Vítor Martins

Personal information
- Full name: Vítor Emanuel Vieira Martins
- Date of birth: 1 June 1985 (age 41)
- Place of birth: Porto, Portugal

Team information
- Current team: Chaves (manager)

Managerial career
- Years: Team
- 2017–2018: Chaves (assistant)
- 2018–2019: Vitória Guimarães (assistant)
- 2019–2021: Porto B (assistant)
- 2021–2022: Leixões U23
- 2022–2023: Leixões
- 2023: Académico
- 2024–2025: Feirense
- 2025–2026: Torreense
- 2026–: Chaves

= Vítor Martins (football manager) =

Portuguese football manager (born 1985)

Vítor Emanuel Vieira Martins (born 1 June 1985) is a Portuguese football manager in charge of Liga Portugal 2 club Chaves. He had his first job as a senior head coach with Leixões in 2022, and has also led Académico, Feirense and Torreense in the second division.

==Career==
===Early career===
Born in Porto, Martins began his career as a scout and analyst at FC Porto, before moving to G.D. Chaves as assistant to former Porto manager Luís Castro in 2017. He then followed his mentor in the same role at Vitória de Guimarães, and worked under the same capacity with Rui Barros at FC Porto B. On 27 September 2020, he was sent off for the latter in a 2–1 loss at F.C. Penafiel for taking an aggressive tone with the fourth official, and was fined €1,785.
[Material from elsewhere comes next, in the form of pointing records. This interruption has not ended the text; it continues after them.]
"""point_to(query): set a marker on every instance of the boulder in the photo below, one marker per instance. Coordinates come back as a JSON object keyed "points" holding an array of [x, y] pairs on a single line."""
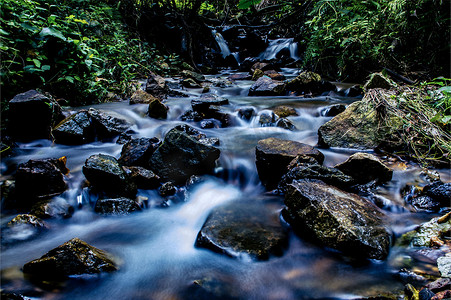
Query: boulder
{"points": [[182, 154], [137, 152], [74, 257], [338, 219], [116, 206], [40, 179], [142, 97], [143, 178], [205, 101], [273, 156], [156, 86], [243, 229], [106, 174], [365, 167], [31, 116], [305, 167], [358, 127], [265, 86]]}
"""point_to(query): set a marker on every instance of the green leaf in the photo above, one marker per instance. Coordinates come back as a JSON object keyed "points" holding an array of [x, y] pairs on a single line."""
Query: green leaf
{"points": [[49, 31], [245, 4]]}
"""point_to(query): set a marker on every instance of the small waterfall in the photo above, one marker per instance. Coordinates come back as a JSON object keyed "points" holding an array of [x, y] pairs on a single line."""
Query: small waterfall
{"points": [[225, 51], [275, 46]]}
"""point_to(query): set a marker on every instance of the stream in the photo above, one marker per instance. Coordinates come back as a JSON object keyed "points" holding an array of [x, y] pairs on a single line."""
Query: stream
{"points": [[155, 247]]}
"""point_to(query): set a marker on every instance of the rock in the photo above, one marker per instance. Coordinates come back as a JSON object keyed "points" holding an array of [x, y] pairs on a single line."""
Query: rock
{"points": [[333, 110], [167, 189], [74, 257], [116, 206], [205, 101], [338, 219], [40, 179], [75, 129], [182, 154], [246, 113], [273, 156], [378, 80], [265, 86], [243, 229], [157, 109], [105, 173], [156, 86], [358, 127], [285, 124], [137, 152], [106, 124], [143, 178], [305, 167], [31, 115], [284, 111], [142, 97], [365, 167], [55, 208], [444, 265]]}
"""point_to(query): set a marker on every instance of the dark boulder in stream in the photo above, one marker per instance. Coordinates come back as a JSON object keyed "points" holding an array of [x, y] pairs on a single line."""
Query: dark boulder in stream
{"points": [[106, 174], [337, 219], [74, 257], [273, 155], [243, 229], [183, 154]]}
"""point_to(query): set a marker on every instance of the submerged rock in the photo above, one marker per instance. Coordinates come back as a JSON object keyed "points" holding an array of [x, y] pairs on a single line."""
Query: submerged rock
{"points": [[74, 257], [31, 115], [40, 179], [137, 152], [365, 167], [105, 173], [116, 206], [337, 219], [243, 229], [182, 154], [273, 156], [265, 86]]}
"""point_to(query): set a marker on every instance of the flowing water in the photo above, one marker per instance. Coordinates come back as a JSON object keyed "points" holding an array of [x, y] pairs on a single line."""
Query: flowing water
{"points": [[155, 247]]}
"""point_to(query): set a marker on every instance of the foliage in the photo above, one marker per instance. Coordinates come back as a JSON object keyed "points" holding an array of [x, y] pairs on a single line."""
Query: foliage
{"points": [[75, 49]]}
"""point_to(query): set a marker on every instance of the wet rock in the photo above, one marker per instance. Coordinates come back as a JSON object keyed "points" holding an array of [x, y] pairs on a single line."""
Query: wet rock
{"points": [[39, 179], [265, 86], [142, 97], [106, 124], [273, 156], [137, 152], [55, 208], [284, 111], [243, 229], [333, 110], [167, 189], [116, 206], [304, 167], [31, 115], [157, 109], [75, 129], [337, 219], [156, 86], [358, 127], [205, 101], [285, 124], [105, 173], [74, 257], [143, 178], [182, 154], [246, 113], [378, 80], [365, 167]]}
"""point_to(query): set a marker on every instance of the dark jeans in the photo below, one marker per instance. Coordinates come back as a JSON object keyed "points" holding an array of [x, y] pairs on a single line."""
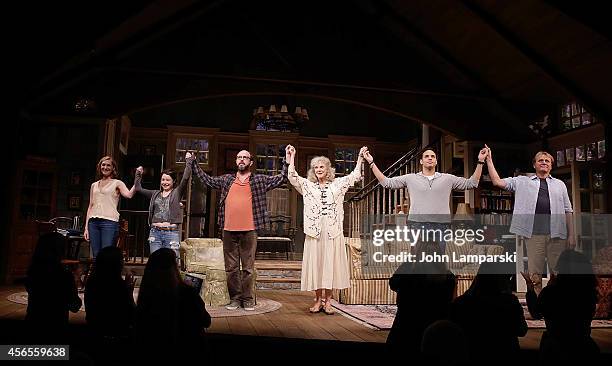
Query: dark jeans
{"points": [[102, 234], [239, 246]]}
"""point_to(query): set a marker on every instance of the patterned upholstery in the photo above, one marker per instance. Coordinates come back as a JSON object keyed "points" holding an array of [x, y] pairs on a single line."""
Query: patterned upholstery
{"points": [[369, 282], [602, 266]]}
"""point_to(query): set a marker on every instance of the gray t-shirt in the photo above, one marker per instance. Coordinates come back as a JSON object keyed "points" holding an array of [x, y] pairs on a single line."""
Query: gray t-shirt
{"points": [[429, 198]]}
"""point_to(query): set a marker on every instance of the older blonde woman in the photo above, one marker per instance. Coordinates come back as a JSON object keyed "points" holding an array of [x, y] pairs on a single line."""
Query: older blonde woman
{"points": [[325, 262]]}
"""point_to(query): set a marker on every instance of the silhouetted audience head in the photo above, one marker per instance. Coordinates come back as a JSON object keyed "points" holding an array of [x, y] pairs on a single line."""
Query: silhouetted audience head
{"points": [[48, 253], [444, 343], [161, 276]]}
===Leixões and Académico===
In 2021–22, Martins was the manager of Leixões S.C. under-23 team, before being appointed in charge of the first team at its conclusion. His debut on 8 August 2022 on the first day of the Liga Portugal 2 season was a goalless draw away to Penafiel, with his team having played over half the match after the sending-off of Evrard Zag; they went unbeaten for the first four games and kept three clean sheets.
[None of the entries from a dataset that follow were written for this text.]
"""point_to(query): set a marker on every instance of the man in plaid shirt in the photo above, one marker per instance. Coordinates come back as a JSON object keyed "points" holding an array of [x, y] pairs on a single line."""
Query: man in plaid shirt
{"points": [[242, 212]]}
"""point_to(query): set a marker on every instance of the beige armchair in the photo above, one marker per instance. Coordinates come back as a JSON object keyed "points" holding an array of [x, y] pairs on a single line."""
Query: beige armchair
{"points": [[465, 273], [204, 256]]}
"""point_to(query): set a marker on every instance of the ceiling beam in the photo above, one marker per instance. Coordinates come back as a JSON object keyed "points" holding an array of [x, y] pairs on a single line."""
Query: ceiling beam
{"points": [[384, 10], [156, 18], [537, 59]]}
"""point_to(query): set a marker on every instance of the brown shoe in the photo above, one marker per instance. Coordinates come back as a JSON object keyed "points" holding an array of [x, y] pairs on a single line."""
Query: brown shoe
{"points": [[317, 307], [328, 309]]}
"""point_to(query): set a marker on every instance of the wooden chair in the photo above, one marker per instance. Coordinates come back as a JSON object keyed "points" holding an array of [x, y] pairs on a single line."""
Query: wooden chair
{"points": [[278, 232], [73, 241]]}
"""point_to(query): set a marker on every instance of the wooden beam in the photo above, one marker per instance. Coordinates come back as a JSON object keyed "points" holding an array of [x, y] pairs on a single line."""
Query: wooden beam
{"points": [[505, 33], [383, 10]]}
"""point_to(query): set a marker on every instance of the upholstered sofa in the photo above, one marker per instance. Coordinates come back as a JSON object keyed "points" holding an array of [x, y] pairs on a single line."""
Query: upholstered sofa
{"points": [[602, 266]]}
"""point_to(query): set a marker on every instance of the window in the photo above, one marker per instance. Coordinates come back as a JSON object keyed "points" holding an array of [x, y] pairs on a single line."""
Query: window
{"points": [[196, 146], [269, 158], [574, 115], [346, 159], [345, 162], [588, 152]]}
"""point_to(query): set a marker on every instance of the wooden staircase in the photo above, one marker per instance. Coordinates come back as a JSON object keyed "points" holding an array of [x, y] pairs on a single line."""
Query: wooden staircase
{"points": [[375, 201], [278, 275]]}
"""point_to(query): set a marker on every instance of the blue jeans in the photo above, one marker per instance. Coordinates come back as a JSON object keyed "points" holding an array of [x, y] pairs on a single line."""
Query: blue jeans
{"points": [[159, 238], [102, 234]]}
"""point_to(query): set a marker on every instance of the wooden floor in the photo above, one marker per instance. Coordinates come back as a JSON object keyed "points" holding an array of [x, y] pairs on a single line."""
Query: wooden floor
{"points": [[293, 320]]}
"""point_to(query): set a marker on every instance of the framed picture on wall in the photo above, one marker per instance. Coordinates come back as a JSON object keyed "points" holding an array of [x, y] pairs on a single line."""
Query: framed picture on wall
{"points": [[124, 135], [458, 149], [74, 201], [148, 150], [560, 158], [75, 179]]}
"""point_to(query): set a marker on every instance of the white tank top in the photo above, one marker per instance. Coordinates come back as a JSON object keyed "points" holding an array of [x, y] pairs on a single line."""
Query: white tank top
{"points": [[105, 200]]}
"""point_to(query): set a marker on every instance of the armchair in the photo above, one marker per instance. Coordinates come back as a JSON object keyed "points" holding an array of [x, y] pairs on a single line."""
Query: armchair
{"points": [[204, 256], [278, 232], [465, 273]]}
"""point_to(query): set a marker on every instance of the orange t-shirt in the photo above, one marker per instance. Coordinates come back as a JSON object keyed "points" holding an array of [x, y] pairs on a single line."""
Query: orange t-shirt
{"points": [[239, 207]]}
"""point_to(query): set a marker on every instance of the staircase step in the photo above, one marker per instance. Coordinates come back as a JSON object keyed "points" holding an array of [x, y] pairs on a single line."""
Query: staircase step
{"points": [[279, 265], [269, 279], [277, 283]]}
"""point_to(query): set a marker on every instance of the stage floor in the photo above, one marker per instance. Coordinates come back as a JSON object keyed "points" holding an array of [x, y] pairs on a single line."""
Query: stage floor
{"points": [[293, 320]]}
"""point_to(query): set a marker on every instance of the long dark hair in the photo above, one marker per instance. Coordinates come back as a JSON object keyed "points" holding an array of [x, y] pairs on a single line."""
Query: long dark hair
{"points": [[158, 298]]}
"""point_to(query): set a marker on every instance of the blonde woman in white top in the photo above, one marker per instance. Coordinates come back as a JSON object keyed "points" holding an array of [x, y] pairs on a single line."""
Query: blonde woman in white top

Having finished one place above the relegation play-offs with the team from Matosinhos, Martins left on 20 June 2023 for fellow second-tier club Académico de Viseu F.C. on a two-year deal. He left by mutual consent on 23 October, having been eliminated from the Taça de Portugal and Taça da Liga, while having seven points from as many games in the league, being in 13th place.

===Feirense===
On 7 July 2024, Martins was appointed at C.D. Feirense, replacing Lito Vidigal who had kept the team up in a relegation playoff. The following 15 February, he conducted an interview after being sent off in a 2–1 win at F.C. Paços de Ferreira, for which his club were fined €3,570 and he was fined €357; subsequent proceedings into the game resulted in his 113-day suspension and €1,100 fine.

Having kept the team from Santa Maria da Feira in contention for the promotion playoffs, Martins was offered a new contract in April 2025, but he rejected it. Having spent most of the season in the top half of the table, the team finished in 8th.

===Torreense===
On 20 May 2025, Martins confirmed his fourth consecutive season with a different second-division side, joining S.C.U. Torreense who had finished 5th under Tiago Fernandes. On 1 January 2026, with the team in 9th, he was sacked and replaced by Luís Tralhão. Martins took the team to the quarter-finals of the Taça de Portugal, and played down his influence on their cup final victory under his successor.

===Chaves===
On 9 February 2026, Martins returned to Chaves, replacing Filipe Martins.

==Personal life==
In May 2019, Martins married Joana Pinto da Costa, daughter of long-serving FC Porto president Jorge Nuno Pinto da Costa.